MUSIC
12:08 PM PDT 07/22/2020
by
Mike Barnes
She also worked as an actress, with roles in two Robert Altman films, as well as “Superman III” and “Throw Momma From the Train.”
Annie Ross, the skilled jazz singer and leading practitioner of the “vocal” art heard in her song, “Twisted,” has died. She was 89 years old.
Ross died Tuesday at his Manhattan home of complications from emphysema and heart disease, his former manager Jim Coleman said. The Washington Post.
Ross performed with fellow vocalists Dave Lambert and Jon Hendricks in the acclaimed jazz trio Lambert, Hendricks & Ross from 1957 to 1962. They endorsed dozens of instrumental classics and recorded several albums, beginning with those from 1957. Sing a Basie song, who used dubbing to multiply their voices.
In 1952, Ross and vocalist King Pleasure teamed up on an album for Prestige that included “Twisted,” their treatment of saxophonist Wardell Gray’s solo. Joni Mitchell, Bette Midler and others have recorded the tightrope melody, played by a patient who is convinced that she is smarter than her psychiatrist.

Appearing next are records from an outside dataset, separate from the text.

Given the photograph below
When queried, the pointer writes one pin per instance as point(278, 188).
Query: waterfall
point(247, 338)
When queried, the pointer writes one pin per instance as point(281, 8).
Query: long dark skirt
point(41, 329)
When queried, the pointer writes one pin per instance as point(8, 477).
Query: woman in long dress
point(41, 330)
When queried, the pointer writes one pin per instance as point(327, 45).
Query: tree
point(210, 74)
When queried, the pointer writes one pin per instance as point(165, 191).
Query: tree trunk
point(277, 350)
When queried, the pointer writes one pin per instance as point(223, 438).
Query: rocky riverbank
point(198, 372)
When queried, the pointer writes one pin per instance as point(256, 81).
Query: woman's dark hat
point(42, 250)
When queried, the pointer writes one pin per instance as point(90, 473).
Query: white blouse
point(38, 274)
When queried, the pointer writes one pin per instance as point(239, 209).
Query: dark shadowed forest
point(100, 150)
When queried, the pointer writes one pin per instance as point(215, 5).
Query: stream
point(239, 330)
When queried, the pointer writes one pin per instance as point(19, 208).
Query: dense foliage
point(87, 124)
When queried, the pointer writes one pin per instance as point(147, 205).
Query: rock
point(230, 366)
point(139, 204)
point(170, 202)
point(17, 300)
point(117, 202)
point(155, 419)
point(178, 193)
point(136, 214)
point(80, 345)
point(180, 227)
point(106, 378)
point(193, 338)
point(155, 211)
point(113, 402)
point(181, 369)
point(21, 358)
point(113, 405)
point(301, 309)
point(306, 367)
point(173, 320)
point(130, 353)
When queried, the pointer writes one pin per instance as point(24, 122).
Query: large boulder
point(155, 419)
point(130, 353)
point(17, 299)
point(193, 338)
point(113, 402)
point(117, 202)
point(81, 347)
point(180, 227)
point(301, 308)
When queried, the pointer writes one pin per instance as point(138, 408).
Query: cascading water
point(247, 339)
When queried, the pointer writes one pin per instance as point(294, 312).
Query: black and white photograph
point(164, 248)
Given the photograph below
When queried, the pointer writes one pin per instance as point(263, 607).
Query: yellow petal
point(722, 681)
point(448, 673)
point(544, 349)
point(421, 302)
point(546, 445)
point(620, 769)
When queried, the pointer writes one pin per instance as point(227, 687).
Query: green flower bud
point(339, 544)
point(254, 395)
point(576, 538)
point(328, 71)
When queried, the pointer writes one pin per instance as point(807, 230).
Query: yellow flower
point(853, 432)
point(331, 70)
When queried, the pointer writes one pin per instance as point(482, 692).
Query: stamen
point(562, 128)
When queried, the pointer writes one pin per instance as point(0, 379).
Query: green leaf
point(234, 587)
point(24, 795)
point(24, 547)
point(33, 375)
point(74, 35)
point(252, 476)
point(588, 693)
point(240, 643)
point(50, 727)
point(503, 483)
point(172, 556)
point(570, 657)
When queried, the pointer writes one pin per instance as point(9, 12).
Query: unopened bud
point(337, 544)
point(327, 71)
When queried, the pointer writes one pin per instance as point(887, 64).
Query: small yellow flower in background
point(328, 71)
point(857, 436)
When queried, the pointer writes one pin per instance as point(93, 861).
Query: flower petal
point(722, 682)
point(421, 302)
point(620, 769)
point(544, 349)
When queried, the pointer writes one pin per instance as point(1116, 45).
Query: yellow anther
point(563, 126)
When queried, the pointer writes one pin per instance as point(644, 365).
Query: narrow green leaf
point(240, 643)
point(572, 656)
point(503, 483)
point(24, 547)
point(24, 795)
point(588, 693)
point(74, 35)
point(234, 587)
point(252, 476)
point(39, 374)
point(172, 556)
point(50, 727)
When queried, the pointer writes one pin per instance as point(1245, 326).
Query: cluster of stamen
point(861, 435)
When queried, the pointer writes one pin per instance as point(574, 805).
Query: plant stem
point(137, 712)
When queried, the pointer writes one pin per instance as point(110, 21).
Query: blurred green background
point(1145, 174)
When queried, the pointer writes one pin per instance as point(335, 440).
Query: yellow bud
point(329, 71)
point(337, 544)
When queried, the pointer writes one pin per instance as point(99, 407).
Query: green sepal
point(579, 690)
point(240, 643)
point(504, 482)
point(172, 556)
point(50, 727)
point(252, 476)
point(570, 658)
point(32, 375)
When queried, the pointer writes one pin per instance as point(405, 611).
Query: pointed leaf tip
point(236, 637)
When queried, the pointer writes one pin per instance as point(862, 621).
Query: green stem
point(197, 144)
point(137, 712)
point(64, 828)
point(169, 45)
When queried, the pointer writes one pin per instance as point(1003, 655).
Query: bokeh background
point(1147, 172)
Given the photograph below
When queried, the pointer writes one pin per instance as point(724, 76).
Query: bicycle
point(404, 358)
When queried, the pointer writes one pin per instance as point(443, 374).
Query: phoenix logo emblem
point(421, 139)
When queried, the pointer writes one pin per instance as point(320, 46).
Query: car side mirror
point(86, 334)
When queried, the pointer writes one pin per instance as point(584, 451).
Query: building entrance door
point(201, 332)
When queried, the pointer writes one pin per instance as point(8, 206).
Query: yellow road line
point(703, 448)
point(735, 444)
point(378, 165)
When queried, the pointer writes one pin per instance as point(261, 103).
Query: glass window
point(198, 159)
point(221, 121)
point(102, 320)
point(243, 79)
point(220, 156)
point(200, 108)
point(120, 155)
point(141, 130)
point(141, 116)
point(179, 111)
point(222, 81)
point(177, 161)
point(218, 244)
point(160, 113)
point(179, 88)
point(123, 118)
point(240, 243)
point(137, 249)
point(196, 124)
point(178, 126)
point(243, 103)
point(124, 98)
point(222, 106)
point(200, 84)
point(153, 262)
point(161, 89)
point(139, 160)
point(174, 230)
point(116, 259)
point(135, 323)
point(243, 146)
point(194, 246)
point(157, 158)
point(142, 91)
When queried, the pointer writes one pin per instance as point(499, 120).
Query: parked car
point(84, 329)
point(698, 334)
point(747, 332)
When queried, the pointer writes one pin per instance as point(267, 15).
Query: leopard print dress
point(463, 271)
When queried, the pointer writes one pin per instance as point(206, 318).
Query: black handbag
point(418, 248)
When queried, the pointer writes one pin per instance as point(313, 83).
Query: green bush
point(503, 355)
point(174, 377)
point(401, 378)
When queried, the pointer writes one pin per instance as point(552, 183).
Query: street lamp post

For director Robert Altman, Ross was portrayed in The player (1992) and appeared as troubled jazz singer Tess Trainer in Short Cuts (1993) She appeared in other films, including Yanks (1979) Superman iii (1983) Throw mom from the train (1987) Turn up the volume (1990) and Blue sky (1994)
Her voice was used to replace Britt Ekland in the horror movie. The wicker man (1973)
On stage, Ross appeared in the music magazine. Cranks in London and Broadway in the mid-1950s and starred opposite Vanessa Redgrave in The Threepenny Opera in 1972 and with Tim Curry in a Joseph Papp production of The Penzance Pirates in 1982
Born on July 25, 1930 in Surrey, England, Ross was the daughter of Scottish vaudevillains who sent her to Los Angeles when she was 4 years old to live with an aunt. She sang “The Bonnie Banks o ‘Loch Lomond” in Our crazy gangs (1938) and portrayed Judy Garland’s younger sister in Introducing Lily Mars (1943), earning a reputation as “the Scottish Temple of Shirley”.
He returned to Europe to begin his singing career in earnest, working with musicians such as James Moody, Kenny Clarke and Coleman Hawkins, then settled in New York in the 1950s and performed with members of the Modern Jazz Quartet. In 1953, he toured Europe with Lionel Hampton and his band.
After separating from Lambert and Hendricks, Ross in 1964 opened a London nightclub called Annie’s Room. His career suffered in the 1960s due to heroin addiction and a relationship with controversial comedian Lenny Bruce. More recently, she was a cabaret mainstay.
Grammy winner, Ross was named Jazz Master in 2010 by the National Endowment for the Arts and was the subject of a documentary, No one except me, Two years later.
Survivors include her son, Kenny Clarke Jr. Her brother, popular Scottish comedian Jimmy Logan, died in 2001.